Subject: Re: 32/64 sign-extension bug in TCP
To: Darren Reed <avalon@caligula.anu.edu.au>
From: Chuck Silvers <chuq@chuq.com>
List: tech-net
Date: 05/04/2004 18:28:49
On Tue, May 04, 2004 at 07:33:45PM +1000, Darren Reed wrote:
> 
> Chuck,
> 
> If you (or someone else) embarks on a "int32_t" style change throughout
> TCP, is it worth considering using the "tcp_seq" more or creating a
> signed version of it to use, instead of just "int32_t" ?
> 
> I am am 'tyre kicking' (tm lukem) here, so feel free to refuse if you
> think this is not going to provide much additional benefit :)

I think using types that indicate the usage of the value is good thing.
for instance, I recommended against converting all the ufs_lbn_t and
ufs_daddr_t stuff to plain daddr_t, since the extra types gave more
information (in that case, it was the units of the value and whether
the value was a logical offset within a file or a physical offset on disk).
those got removed anyway though.

I don't really know enough about the TCP code to come up with similarly
informative types, but if someone else does, that would be useful.

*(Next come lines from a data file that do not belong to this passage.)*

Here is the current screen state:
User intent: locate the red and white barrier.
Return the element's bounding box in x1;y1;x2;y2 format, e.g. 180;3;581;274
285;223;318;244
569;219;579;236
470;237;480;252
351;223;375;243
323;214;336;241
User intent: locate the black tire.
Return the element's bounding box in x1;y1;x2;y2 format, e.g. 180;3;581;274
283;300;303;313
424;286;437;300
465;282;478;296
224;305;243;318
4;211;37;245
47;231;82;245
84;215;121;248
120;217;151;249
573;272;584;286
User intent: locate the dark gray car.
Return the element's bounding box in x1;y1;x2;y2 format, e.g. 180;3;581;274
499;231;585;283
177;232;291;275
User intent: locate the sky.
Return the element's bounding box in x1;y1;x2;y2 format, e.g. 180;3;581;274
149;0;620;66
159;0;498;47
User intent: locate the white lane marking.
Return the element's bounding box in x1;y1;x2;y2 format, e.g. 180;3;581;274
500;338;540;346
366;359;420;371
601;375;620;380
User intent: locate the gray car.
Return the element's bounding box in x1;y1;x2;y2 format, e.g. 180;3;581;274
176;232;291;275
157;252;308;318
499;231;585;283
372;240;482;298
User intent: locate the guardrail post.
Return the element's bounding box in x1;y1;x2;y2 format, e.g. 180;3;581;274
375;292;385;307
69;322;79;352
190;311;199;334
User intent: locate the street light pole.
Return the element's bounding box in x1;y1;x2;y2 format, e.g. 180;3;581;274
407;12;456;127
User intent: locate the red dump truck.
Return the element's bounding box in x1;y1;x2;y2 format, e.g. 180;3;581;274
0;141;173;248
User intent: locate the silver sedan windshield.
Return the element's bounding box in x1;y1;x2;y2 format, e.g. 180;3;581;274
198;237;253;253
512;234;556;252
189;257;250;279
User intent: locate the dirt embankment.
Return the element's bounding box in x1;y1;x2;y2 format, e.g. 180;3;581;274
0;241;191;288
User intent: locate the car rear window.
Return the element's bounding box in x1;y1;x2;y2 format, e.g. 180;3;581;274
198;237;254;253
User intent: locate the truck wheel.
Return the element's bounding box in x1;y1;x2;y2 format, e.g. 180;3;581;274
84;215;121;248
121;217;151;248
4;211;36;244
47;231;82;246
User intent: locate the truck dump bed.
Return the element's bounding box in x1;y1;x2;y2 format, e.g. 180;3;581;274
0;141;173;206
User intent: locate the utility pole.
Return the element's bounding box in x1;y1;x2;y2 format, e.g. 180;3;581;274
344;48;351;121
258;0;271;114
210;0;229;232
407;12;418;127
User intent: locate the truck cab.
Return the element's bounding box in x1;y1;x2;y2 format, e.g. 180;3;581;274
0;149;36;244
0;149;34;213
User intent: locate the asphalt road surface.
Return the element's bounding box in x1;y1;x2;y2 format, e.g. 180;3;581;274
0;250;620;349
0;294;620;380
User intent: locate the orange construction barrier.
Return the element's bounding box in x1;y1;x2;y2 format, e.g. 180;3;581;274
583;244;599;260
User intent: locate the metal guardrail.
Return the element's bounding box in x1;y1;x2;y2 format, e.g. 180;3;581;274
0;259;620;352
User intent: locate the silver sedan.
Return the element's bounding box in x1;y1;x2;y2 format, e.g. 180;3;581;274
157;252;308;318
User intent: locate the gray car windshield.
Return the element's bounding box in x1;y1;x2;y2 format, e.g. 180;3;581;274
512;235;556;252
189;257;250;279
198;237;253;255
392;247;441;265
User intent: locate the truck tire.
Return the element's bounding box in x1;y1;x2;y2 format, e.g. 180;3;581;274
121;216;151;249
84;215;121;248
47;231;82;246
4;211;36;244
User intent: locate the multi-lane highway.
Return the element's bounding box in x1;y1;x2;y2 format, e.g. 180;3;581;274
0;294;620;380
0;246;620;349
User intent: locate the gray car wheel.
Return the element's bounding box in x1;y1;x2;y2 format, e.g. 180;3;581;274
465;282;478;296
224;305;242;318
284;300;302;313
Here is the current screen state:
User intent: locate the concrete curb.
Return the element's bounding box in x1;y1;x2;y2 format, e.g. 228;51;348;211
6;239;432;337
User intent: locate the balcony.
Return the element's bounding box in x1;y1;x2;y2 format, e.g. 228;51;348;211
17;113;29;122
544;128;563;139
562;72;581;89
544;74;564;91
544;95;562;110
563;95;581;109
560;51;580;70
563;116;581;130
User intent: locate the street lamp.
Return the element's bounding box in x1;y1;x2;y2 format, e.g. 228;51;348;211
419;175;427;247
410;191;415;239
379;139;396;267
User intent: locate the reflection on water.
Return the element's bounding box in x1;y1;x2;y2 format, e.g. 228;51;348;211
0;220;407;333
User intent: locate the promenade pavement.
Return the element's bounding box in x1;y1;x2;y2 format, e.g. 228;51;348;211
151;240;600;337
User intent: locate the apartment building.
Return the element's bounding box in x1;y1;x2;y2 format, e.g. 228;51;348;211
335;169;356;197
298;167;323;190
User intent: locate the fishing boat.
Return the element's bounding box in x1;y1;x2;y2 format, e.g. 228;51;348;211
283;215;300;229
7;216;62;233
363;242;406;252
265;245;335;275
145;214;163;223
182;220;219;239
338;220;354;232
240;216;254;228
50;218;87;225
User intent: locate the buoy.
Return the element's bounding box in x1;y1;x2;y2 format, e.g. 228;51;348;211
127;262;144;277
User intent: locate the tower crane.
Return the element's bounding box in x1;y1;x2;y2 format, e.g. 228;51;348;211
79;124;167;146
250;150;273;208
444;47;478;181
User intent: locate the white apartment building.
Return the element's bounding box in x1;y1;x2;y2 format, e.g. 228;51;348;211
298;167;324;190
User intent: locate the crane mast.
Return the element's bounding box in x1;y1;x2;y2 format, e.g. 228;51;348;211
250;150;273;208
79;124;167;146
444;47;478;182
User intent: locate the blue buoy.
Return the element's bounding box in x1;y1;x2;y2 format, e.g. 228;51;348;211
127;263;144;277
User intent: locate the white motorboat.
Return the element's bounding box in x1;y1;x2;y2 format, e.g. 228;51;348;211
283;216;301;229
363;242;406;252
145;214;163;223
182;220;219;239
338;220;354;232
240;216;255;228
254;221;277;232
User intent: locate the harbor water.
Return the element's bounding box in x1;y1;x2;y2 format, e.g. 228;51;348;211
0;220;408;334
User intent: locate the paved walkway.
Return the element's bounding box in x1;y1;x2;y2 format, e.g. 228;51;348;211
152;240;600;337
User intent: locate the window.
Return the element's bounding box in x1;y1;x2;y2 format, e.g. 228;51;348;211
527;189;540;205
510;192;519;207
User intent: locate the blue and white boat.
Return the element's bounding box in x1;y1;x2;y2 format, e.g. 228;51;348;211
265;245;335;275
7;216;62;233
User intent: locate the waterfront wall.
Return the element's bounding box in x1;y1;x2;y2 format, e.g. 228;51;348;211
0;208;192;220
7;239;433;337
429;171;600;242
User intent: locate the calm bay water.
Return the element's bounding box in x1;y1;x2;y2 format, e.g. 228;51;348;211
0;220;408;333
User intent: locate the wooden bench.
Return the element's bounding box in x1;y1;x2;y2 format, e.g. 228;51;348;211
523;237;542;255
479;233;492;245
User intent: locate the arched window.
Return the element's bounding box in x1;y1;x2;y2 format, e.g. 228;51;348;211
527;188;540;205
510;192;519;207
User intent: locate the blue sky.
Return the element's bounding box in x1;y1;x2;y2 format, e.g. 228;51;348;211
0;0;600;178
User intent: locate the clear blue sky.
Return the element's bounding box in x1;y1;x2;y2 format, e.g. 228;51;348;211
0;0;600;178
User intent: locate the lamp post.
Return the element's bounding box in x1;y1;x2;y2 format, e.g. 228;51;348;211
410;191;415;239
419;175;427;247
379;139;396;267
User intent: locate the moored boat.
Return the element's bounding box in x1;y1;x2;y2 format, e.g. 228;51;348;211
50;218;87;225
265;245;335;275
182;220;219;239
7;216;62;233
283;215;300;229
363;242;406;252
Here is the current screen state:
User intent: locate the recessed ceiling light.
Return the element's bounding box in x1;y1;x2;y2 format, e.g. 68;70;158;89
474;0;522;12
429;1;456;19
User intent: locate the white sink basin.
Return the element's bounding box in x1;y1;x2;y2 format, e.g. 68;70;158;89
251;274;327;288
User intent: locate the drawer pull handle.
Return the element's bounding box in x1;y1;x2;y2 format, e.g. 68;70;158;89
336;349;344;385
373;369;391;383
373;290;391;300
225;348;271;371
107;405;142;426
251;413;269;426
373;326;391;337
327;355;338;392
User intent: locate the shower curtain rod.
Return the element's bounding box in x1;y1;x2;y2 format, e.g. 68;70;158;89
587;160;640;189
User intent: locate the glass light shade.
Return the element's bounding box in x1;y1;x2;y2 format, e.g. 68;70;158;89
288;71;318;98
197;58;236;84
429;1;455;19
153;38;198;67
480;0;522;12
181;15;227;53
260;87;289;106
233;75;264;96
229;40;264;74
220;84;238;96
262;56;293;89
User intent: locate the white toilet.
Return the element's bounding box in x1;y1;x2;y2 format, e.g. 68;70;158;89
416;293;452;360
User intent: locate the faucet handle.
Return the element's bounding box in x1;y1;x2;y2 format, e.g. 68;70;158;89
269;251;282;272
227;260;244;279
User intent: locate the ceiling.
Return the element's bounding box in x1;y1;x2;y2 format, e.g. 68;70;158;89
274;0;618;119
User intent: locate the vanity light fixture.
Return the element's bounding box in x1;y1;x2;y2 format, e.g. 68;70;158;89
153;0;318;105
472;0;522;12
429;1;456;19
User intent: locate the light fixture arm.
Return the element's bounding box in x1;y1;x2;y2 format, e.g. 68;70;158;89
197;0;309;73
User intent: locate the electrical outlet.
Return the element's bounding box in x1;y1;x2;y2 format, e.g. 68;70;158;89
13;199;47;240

it's be really neat if there was a way to get the compiler (or lint) to
treat different typedefs as incompatible types even if they map to the
same underlying type.  that way we could catch subtle bugs like a value
in units of sectors is used in a context where the value is expect to have
units of fs blocks.  or it could catch confusion between vaddr_t and paddr_t.
I haven't heard of anything that does that though.